舌で体の状態を把握することを東洋医学では舌診といいます。さぁ、あなたも鏡の前で舌を見てみてください。
舌の両脇がギザギザした跡がある方、そんなあなたの体は水分が余り、舌がむくみ気味の状態です。この状態は東洋医学では気虚といい、体の『気』が不足しているのです。
気とはエネルギーみたいなもので、気が不足すると体の新陳代謝が遅くなり、体の中で古い水分が余った状態になります。新陳代謝とは、古いものを体から排出し、その分新しいものを生み出していくことです。 むくみは足でも舌でも、余分な水分が排泄されないことで起こります。
余分な水分で膨張した舌の両脇は、歯にくっつくように膨張するため、歯型が付いてしまうのです。これが舌のギザギザの原因なのですね。試しに口をあけたまま、舌を引っ込めて見てください。舌のギザギザは、歯にぴったり合うと思います。
新陳代謝を早めるには、適度の運動が必要です。ラジオ体操をやったり、ウォ-キングをしたりして体を動かすことをしてみましょう。
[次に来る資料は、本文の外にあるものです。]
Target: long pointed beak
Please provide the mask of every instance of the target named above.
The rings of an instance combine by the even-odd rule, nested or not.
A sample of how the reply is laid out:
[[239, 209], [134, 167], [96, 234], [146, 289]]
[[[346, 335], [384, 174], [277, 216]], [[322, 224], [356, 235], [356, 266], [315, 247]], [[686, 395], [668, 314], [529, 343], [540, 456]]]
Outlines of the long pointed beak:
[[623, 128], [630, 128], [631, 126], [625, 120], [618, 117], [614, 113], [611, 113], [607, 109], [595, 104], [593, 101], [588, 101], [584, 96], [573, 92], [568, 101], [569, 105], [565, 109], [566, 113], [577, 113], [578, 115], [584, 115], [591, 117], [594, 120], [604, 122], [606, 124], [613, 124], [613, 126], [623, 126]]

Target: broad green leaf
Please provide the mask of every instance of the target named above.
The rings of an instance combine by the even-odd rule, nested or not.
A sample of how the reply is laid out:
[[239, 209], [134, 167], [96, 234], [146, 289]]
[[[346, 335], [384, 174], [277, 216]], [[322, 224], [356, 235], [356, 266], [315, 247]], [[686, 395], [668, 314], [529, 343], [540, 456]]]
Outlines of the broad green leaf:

また、舌が白っぽい人もいると思います。これを東洋医学では寒邪(かんじゃ)といいます。「寒さ気(邪気)」が体に入ってきしまっているのですね。
通常、舌は赤っぽいピンク色をしています。実はこのピンク色は血液の色なのです。ですから舌が白っぽい人は、血液の通りが悪くなっているのです。
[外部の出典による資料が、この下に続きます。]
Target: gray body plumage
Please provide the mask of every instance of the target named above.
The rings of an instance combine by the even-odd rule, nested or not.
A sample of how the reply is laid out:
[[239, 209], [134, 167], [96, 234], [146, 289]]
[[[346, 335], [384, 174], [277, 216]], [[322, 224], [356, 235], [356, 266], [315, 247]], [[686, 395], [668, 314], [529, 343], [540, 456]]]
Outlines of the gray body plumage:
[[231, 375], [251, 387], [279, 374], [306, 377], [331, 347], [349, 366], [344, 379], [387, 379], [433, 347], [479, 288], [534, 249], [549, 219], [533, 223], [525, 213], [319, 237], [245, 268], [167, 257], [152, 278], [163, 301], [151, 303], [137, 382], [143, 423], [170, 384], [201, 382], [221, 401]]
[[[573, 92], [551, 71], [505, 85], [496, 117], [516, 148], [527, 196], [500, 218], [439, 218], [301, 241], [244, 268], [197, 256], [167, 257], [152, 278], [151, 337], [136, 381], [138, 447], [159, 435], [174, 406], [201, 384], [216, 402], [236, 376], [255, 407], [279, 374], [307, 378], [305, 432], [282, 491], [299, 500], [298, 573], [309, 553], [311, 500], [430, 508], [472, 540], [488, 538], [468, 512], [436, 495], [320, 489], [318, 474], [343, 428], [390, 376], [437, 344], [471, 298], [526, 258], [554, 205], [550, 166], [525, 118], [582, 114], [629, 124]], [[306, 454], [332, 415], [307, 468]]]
血液は、酸素だけでなく温度も運んでいます。そのため血液の流れが悪い人は、温度が末端に届かず冷えを起こしてしまいます。
舌の白い方は、足、内臓、背中、手などが特に冷えていることが多いので、よく温めるようにして下さい。冷たい飲み物などは飲まないようにしましょう。
また、舌の上の面に白い苔のようなものがある方はカンジダ菌が繁殖している可能性がります。これは免疫力の低下に伴い起こることなので、やはり体の気、つまり体力がなくなっている状態です。
また、舌が黄色っぽい方は熱邪といい、体に熱がこもっている状態です。交換神経が働きすぎている状態でもあります。 このような時は、口内炎ができていたりします。通常は口内炎の方が先に出来て、体がさらに披露してくると、舌が黄色くなる方がいます。
この状態では、たとえ「元気があっても近い将来に交感神経の過剰な働きからくる、自律神経失調症になりやすくなります(すでに自律神経失調症の場合が多い)。元気だからといって頑張りすぎないようにしてください。
また、口内炎や舌が黄色い方は、カフェインは飲まないようにして下さい。またお肉や辛いものも、無駄な熱を生みやすくなりますので、控えるといいでしょう。 黄色い舌と口内炎は、無駄な熱のためになるのです。